One court put it plainly: "Fielding occasional calls about one's job while on leave is a professional courtesy that does not abrogate or interfere with the exercise of the employee's FMLA rights." (Reilly v. Revlon, Inc.)

But there's a line. And crossing it can be costly.

Federal appeals courts have drawn a clear distinction between "nondisruptive communications, such as short phone calls requesting the employee to pass on institutional knowledge or property as a professional courtesy" versus "requiring the employee to complete work-related tasks or produce work product." (Massey-Diez v. Univ. of Iowa Cmty. Med. Servs., Inc.)

Translation: Asking where something is? Fine. Asking them to actually do work? Not fine.

The Golden Rule

Here's your guideline: The more time it takes the employee to respond to your question, the more likely you're interfering with their leave rights.

Need to know where a file is saved? Probably okay.

Need them to finish a report, attend a meeting, or handle an ongoing task? That's interference.

Best Practices for Managers

Default to no contact. If it can wait until they're back, let it wait.

Keep it brief. If you absolutely must reach out, make it one specific question with a quick answer. Not a conversation. Not a check-in.
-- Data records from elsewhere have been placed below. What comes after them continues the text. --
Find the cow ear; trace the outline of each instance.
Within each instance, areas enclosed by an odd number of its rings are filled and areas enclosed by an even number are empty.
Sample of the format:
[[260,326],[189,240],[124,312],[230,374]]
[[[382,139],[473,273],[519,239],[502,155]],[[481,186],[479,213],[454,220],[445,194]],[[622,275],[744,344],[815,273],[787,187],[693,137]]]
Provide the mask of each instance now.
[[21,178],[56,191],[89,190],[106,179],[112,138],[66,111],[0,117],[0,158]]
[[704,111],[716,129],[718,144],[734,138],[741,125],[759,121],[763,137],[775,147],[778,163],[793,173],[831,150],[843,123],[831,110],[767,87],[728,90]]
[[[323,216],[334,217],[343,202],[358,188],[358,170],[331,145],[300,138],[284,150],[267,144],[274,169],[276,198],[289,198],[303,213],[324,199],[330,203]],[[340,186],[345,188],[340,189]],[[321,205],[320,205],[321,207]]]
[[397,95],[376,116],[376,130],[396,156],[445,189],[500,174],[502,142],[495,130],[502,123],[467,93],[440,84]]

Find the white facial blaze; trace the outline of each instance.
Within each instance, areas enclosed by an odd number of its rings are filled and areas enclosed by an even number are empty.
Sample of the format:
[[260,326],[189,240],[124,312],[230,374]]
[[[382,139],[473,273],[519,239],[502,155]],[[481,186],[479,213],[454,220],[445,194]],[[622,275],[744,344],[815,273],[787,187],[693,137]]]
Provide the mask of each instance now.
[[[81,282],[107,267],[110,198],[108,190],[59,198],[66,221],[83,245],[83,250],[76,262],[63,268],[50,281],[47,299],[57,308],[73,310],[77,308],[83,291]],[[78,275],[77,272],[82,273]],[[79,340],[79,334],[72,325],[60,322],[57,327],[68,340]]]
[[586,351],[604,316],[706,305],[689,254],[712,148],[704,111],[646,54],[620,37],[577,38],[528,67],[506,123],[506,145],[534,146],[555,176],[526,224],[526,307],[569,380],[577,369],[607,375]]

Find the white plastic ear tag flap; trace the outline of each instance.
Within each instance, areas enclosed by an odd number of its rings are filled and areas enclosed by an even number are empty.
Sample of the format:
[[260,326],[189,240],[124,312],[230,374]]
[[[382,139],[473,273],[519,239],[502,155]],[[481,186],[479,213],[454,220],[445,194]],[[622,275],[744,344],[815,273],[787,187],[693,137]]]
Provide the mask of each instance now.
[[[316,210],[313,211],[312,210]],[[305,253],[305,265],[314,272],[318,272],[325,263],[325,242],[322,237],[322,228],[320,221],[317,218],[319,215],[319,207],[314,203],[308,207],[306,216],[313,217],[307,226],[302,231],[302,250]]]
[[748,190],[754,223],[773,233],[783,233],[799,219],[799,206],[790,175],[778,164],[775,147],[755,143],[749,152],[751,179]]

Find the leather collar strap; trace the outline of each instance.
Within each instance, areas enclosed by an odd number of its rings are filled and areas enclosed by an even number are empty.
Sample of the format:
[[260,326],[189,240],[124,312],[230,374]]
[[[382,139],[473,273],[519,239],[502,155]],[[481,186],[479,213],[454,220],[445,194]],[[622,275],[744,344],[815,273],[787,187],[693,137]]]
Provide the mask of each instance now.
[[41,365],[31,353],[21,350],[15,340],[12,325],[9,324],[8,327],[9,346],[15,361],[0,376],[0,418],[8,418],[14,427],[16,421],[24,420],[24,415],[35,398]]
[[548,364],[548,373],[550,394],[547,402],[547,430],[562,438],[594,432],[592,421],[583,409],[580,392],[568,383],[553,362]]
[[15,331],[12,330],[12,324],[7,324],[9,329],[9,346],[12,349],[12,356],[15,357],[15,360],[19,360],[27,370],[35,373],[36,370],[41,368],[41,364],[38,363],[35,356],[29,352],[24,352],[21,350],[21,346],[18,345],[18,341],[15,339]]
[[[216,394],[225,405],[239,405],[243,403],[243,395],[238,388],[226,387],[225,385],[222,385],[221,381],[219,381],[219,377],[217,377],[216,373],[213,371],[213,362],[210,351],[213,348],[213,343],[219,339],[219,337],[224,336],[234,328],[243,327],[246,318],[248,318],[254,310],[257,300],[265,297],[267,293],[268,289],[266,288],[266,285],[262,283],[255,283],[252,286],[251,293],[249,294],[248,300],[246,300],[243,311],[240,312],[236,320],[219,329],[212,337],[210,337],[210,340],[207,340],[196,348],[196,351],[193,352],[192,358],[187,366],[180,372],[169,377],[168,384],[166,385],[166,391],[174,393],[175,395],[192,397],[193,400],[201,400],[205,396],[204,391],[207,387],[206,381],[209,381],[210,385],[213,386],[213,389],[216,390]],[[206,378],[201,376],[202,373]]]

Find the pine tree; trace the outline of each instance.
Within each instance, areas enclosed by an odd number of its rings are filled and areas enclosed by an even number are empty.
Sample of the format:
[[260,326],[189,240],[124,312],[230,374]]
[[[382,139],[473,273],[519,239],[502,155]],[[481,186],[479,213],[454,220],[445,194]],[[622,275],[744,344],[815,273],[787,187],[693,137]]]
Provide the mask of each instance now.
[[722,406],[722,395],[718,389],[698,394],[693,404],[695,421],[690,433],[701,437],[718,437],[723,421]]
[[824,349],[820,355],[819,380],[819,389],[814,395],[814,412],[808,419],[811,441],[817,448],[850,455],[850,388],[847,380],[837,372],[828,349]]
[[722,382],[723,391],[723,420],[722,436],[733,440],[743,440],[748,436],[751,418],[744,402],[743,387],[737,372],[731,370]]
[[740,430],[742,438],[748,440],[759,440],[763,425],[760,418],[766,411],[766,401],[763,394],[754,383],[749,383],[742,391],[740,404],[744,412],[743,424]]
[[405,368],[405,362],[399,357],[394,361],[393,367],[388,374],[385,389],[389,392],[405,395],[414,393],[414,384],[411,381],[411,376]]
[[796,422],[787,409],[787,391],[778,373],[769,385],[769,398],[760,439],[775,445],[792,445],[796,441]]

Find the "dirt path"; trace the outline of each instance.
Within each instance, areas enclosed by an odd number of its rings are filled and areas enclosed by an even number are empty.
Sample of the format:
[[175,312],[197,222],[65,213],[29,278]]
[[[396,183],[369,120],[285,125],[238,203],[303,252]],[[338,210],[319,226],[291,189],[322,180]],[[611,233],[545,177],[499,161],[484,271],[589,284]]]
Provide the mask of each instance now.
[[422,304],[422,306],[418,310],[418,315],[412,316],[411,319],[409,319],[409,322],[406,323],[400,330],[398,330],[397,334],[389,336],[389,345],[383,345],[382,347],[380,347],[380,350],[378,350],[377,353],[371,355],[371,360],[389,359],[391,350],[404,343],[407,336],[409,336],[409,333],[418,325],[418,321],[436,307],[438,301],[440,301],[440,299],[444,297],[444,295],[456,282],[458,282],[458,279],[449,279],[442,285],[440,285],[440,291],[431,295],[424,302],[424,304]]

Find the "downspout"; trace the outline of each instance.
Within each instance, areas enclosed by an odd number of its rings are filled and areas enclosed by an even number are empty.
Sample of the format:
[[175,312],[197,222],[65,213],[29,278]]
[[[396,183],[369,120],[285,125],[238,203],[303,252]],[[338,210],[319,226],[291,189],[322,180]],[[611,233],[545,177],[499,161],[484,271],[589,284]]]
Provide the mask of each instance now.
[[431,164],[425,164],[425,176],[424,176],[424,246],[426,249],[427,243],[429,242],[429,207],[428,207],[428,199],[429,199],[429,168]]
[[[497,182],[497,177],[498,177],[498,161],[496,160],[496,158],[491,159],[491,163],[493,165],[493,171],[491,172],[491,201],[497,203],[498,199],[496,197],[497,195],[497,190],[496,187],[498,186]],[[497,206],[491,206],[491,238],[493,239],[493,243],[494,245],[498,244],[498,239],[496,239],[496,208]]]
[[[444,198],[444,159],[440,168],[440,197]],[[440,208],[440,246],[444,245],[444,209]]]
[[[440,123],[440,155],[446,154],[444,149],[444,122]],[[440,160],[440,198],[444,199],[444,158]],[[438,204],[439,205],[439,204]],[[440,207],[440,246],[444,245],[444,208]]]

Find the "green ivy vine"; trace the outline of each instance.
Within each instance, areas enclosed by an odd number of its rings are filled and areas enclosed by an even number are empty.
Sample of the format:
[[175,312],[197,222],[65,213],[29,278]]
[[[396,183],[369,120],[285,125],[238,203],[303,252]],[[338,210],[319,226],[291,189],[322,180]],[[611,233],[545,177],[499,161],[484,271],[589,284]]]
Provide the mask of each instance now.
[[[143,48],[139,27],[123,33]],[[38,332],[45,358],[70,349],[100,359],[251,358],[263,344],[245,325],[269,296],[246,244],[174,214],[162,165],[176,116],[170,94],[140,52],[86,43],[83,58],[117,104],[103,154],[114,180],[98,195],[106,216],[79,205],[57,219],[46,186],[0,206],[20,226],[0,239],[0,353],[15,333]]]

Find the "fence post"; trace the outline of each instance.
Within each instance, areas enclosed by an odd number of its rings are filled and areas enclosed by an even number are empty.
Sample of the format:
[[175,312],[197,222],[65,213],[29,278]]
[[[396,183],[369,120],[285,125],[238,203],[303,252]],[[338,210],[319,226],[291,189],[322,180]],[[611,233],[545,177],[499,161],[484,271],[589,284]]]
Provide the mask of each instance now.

Not "while I have you..."

Stick to administrative matters. Location of files, passwords, contact information—things that help the business function without requiring the employee to actually work.

Document your reasoning. If you contact someone on leave, note why it was necessary and what was discussed. This protects you if questions come up later.

Train Your Team

The biggest risk isn't HR making a mistake—it's a well-meaning manager who doesn't understand the rules. Make sure your supervisors know:

  • Employees on FMLA/CFRA leave have strong legal protections

  • What types of contact are appropriate (and what aren't)

  • When to loop in HR before reaching out

  • The potential consequences of interference claims

The Reality

We get it. Work doesn't stop when someone goes on leave. Projects still have deadlines. Clients still have questions. Systems still need passwords.

But the safest approach is this: if you're asking yourself whether it's okay to contact someone on leave, the answer is probably to find another way. Check with a coworker. Search the shared drive. Wait until they return.

And if you absolutely can't wait? Keep it short, keep it administrative, and keep HR in the loop.